Billet Hebdo : Retenus pour motif de COVID

lun, 08/09/2021 - 14:30

 En ces jours de vacances annuelles, l'actualité nationale se rétrécie comme peau de chagrin. Un bon signe me diriez-vous car dans notre culture maure, le peu de nouvelles est un motif de satisfaction. Mais cela n'arrange pas l’analyste qui se peine à trouver un thème pour en faire un sujet de chronique. 

     Faut-il revenir sur la manifestation des pêcheurs traditionnels sénégalais de la ville de Saint-Louis dimanche dernier contre ce qu’ils ont appelé les obstacles posés par les activités du développement du champ gazier « la grande tortue-Ahmeyime », exploité par la société britannique British Petrolium (BP) ? En effet, l'évènement nous interpelle tous. Les uns parce qu'ils se sentent mis en cause, les autres, au contraire, parce qu’ils partagent les exigences et les mêmes préoccupations dont il est fait état. Nous sommes du nombre de ces deniers.    

     Il est clair que l'évènement, disposant d’antécédents déjà anciens, s’inscrit dans la pensée qui appelle à "un développement local alternatif", bâti sur les initiatives locales pour promouvoir l'emploi et soutenir les PME, et adoptant une position critique vis-à-vis du mode de développement capitaliste à l'africaine, dont les caractéristiques essentielles seraient de détruire l'environnement, l'exploitation à outrance des ressources naturelles de  l'Afrique par les Multinationales, et  le développement de la pauvreté et des inégalités sociales.
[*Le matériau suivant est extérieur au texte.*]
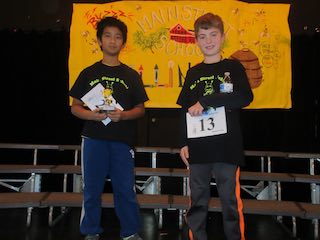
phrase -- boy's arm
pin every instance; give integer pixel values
(134, 113)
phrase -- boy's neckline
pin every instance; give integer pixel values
(213, 62)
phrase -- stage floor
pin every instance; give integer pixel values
(13, 227)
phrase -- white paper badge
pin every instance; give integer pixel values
(210, 123)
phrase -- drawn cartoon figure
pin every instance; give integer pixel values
(208, 89)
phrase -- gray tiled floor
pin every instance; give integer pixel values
(13, 226)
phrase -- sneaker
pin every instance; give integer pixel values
(92, 237)
(133, 237)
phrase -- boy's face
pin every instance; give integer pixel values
(111, 41)
(210, 42)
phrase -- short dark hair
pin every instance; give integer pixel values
(112, 22)
(207, 21)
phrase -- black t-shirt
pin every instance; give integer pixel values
(128, 91)
(203, 84)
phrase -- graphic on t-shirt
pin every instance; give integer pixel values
(208, 88)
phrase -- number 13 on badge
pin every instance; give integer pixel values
(210, 123)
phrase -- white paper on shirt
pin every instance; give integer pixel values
(210, 123)
(94, 98)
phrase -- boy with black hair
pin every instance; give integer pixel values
(213, 93)
(107, 145)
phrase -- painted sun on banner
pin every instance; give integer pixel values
(161, 45)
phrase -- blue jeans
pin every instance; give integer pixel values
(101, 159)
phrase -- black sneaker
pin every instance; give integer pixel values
(133, 237)
(92, 237)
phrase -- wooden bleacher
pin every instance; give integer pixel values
(273, 206)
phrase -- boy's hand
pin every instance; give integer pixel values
(184, 154)
(115, 115)
(196, 109)
(97, 115)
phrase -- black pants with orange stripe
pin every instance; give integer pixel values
(227, 180)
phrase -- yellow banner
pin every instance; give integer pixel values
(161, 44)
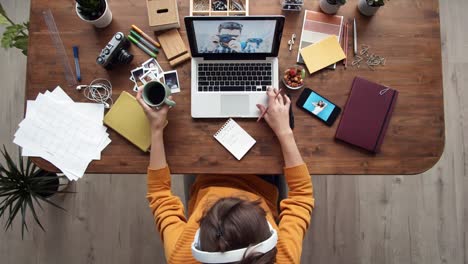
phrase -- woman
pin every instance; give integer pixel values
(232, 218)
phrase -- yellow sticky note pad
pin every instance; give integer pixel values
(128, 119)
(322, 54)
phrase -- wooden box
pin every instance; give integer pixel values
(205, 8)
(163, 14)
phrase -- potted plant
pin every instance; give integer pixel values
(23, 186)
(370, 7)
(331, 6)
(15, 35)
(95, 12)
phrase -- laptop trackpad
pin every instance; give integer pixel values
(235, 105)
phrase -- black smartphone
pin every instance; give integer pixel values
(318, 106)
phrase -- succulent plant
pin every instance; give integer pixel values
(23, 187)
(91, 9)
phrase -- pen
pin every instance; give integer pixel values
(346, 30)
(266, 110)
(141, 46)
(143, 34)
(355, 37)
(144, 41)
(77, 63)
(291, 115)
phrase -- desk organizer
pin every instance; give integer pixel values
(208, 7)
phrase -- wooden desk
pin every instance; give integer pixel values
(406, 33)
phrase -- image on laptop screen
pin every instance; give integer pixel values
(234, 36)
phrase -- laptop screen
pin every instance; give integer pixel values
(234, 36)
(215, 36)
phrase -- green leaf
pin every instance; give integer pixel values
(13, 212)
(2, 10)
(3, 20)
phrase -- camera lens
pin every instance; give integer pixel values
(124, 57)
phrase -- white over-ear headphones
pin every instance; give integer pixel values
(233, 255)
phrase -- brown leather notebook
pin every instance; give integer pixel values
(367, 114)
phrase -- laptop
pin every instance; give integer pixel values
(234, 60)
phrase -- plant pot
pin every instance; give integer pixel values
(329, 8)
(101, 22)
(58, 184)
(366, 9)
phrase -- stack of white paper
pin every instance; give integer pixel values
(67, 134)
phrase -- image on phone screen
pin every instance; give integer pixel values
(319, 106)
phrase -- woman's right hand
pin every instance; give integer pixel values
(277, 115)
(157, 118)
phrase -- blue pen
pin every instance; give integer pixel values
(77, 63)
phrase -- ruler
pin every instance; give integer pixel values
(60, 50)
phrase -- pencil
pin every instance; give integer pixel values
(346, 32)
(355, 37)
(266, 110)
(143, 34)
(141, 46)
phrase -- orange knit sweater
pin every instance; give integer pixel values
(177, 232)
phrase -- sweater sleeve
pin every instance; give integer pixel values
(167, 209)
(295, 215)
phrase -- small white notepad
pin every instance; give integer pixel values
(235, 139)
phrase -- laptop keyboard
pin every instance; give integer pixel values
(234, 77)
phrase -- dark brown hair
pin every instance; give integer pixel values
(233, 223)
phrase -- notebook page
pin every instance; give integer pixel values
(235, 139)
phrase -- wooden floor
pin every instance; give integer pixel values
(366, 219)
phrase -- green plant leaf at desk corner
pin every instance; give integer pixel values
(15, 34)
(2, 10)
(15, 37)
(3, 20)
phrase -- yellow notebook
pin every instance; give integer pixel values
(128, 119)
(322, 54)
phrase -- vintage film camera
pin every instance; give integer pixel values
(115, 52)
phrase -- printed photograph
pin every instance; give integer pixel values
(172, 81)
(152, 64)
(136, 74)
(319, 106)
(234, 36)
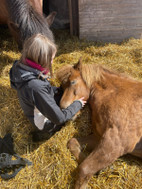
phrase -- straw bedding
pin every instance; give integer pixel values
(54, 167)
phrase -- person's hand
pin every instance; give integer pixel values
(83, 102)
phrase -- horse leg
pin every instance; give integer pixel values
(108, 150)
(138, 149)
(76, 145)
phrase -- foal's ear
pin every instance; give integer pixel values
(50, 18)
(78, 66)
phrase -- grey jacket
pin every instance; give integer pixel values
(37, 97)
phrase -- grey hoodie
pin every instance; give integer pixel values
(37, 97)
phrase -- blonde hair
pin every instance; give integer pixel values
(39, 49)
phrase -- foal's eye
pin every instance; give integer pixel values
(73, 82)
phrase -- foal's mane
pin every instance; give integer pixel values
(29, 21)
(89, 73)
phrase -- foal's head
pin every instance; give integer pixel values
(73, 84)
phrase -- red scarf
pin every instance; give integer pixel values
(36, 66)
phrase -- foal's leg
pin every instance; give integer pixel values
(138, 149)
(108, 150)
(89, 143)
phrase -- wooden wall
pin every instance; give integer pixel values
(110, 20)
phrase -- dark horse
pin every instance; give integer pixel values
(116, 107)
(24, 21)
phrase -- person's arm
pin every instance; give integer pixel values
(46, 104)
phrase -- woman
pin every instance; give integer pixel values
(38, 99)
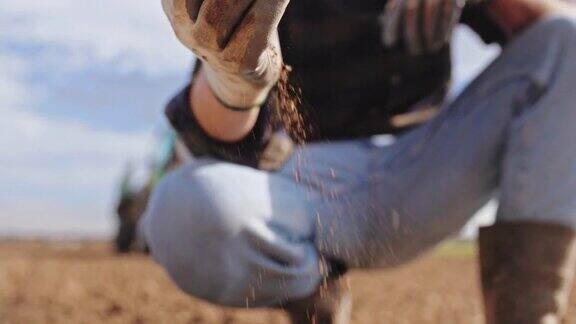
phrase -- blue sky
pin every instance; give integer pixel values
(82, 86)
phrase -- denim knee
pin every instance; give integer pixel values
(215, 249)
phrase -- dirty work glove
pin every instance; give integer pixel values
(237, 40)
(424, 25)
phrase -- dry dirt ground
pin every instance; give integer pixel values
(85, 283)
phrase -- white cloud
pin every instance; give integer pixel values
(133, 33)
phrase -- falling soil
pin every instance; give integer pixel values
(288, 104)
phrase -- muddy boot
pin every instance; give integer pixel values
(527, 271)
(331, 304)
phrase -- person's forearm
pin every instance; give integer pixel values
(216, 120)
(517, 15)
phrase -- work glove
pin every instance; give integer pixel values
(425, 26)
(237, 40)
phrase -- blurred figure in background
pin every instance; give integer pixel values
(169, 154)
(248, 224)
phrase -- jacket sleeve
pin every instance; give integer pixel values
(478, 17)
(247, 151)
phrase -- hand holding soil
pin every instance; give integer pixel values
(238, 42)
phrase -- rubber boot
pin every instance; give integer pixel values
(527, 271)
(331, 304)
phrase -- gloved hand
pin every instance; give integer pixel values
(424, 25)
(237, 40)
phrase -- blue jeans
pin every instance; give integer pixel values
(237, 236)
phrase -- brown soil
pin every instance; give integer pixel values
(85, 283)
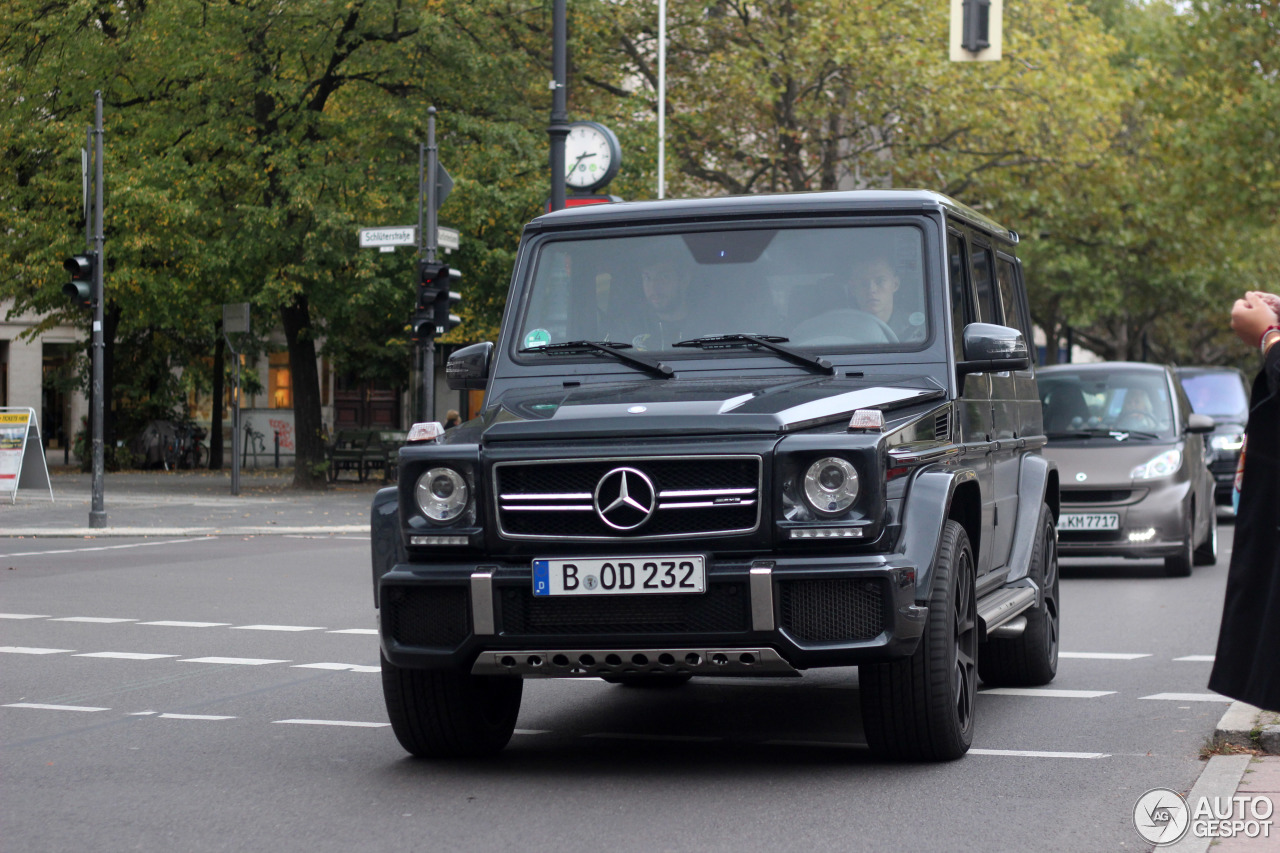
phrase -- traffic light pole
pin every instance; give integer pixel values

    Mais pour que cela ne soit pas en déphasage avec ce contexte de vacances, le plus sage serait de coller à une actualité plus récente et reporter ce sujet -déjà délicat et polémique à bien des égards- à une date ultérieure.

      Vous l'avez compris, nous visons le cas le plus proche de nous, qui est celui de la décision du gouvernement mauritanien que ses membres n’iront pas au mois d'Août en vacances, à cause de la situation sanitaire difficile du coronavirus dans le pays.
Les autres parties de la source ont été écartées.